And he wasn’t alone in his denomination, by any means. By the 1960s his church, First Baptist of Dallas, Texas, was the largest Southern Baptist Church in the world, for instance. The inside of Dallas First Baptist is bigger than some professional sports arenas, and it was packed for multiple Sunday morning services every week.
Not every Southern Baptist member agreed, of course, and in 1964 there was an attempt to change the official policy on integrated churchs. The attempt failed: “Southern Baptists Shy Away from Church Integration.” The convention that year didn’t just reject an endorsement of racially integrated churches, it also voted down a statement suggesting members support laws guaranteeing “the rights of Negroes.”
In 1968 the Southern Baptist Convention finally passed a resolution calling for churches to be racially integrated, and calling on members to fight in favor of racial equality. Oddly enough, that was also the convention where Pastor Criswell, one of the church’s most famous segregationists, was elected President. Criswell gave a passionate sermon explaining his change of heart, though not actually apologizing for his previous statements.
Years later Criswell would start claiming that his racist remarks in the 50s and 60s had been distorted and taken out of context. Unfortunately for him, complete transcripts and recordings of several of the sermons prove otherwise. Not to mention a book on the topic he co-wrote and his church published in 1963 (but which they pulled from circulation in ’68).

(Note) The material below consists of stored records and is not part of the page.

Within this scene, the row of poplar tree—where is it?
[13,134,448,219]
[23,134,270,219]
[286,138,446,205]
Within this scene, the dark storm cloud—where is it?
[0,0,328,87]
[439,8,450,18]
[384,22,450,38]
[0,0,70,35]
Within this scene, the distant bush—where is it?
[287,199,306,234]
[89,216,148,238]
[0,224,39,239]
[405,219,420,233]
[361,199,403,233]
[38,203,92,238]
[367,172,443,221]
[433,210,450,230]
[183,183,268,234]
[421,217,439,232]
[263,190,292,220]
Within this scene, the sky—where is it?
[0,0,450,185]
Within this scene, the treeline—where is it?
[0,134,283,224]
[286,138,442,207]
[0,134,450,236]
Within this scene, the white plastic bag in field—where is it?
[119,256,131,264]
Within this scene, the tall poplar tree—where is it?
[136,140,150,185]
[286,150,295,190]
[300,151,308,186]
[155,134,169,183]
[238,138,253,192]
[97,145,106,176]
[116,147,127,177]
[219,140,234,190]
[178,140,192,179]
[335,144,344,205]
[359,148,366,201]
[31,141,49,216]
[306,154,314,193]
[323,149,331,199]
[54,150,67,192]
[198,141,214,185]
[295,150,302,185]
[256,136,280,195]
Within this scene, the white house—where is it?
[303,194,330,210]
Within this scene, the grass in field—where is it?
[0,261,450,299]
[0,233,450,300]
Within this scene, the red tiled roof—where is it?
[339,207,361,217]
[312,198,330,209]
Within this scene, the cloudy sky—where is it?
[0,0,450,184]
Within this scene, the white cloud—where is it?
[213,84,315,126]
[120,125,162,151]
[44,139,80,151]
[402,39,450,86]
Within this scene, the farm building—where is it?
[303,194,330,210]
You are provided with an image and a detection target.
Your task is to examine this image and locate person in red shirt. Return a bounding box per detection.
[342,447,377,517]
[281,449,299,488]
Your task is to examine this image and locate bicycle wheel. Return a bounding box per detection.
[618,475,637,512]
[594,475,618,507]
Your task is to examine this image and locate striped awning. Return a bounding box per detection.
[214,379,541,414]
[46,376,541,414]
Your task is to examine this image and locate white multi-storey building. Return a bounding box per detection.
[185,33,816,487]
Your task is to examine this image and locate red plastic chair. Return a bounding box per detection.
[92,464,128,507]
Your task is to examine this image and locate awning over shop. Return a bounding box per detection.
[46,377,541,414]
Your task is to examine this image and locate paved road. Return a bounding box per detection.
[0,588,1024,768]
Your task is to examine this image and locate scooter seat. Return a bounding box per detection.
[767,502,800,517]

There are reasons I know all of this. I was raised Southern Baptist, and at one point was being urged to go into the ministry. My paternal grandfather was a deacon at the little Southern Baptist Church in a small Colorado town where my parents first met. The same church, in 1968, sent my Grandfather as one of its delegates to the Southern Baptist Convention at which the racial integration resolution was finally adopted. Although grandpa never talked to me about any of the actions taken at the Convention, given how many times and how vehemently Grandpa disagreed with Dad’s racist remarks, I have a pretty good idea how Grandpa voted.
In 1980 I was part of an evangelical touring choir that performed for the “youth service” at First Baptist Church of Dallas. I met Pastor Criswell (extremely briefly), and later got to experience my second Sunday morning service in a true megachurch.
The Southern Baptist Convention was wrong to support slavery and racism from the early 1800s through the end of the Civil War. It was wrong of them to continue supporting and advocating racism and segregation for 105 years after the end of the Civil War. That they finally corrected that in 1968 doesn’t erase the years that they were in the wrong, and that they lent their support to politicians and others who opposed racial equality.
Trying, now, to claim they were in favor of racial equality previously is wrong and pathetic, but I suspect it is also a bit prophetic. They were wrong about racial equality, but they finally came around. They’re wrong about marriage equality, gay rights, and transgender rights. But I have hope that they’ll come around.
And if they do, I’ll bet you anything they’ll start insisting they were LGBT allies all along.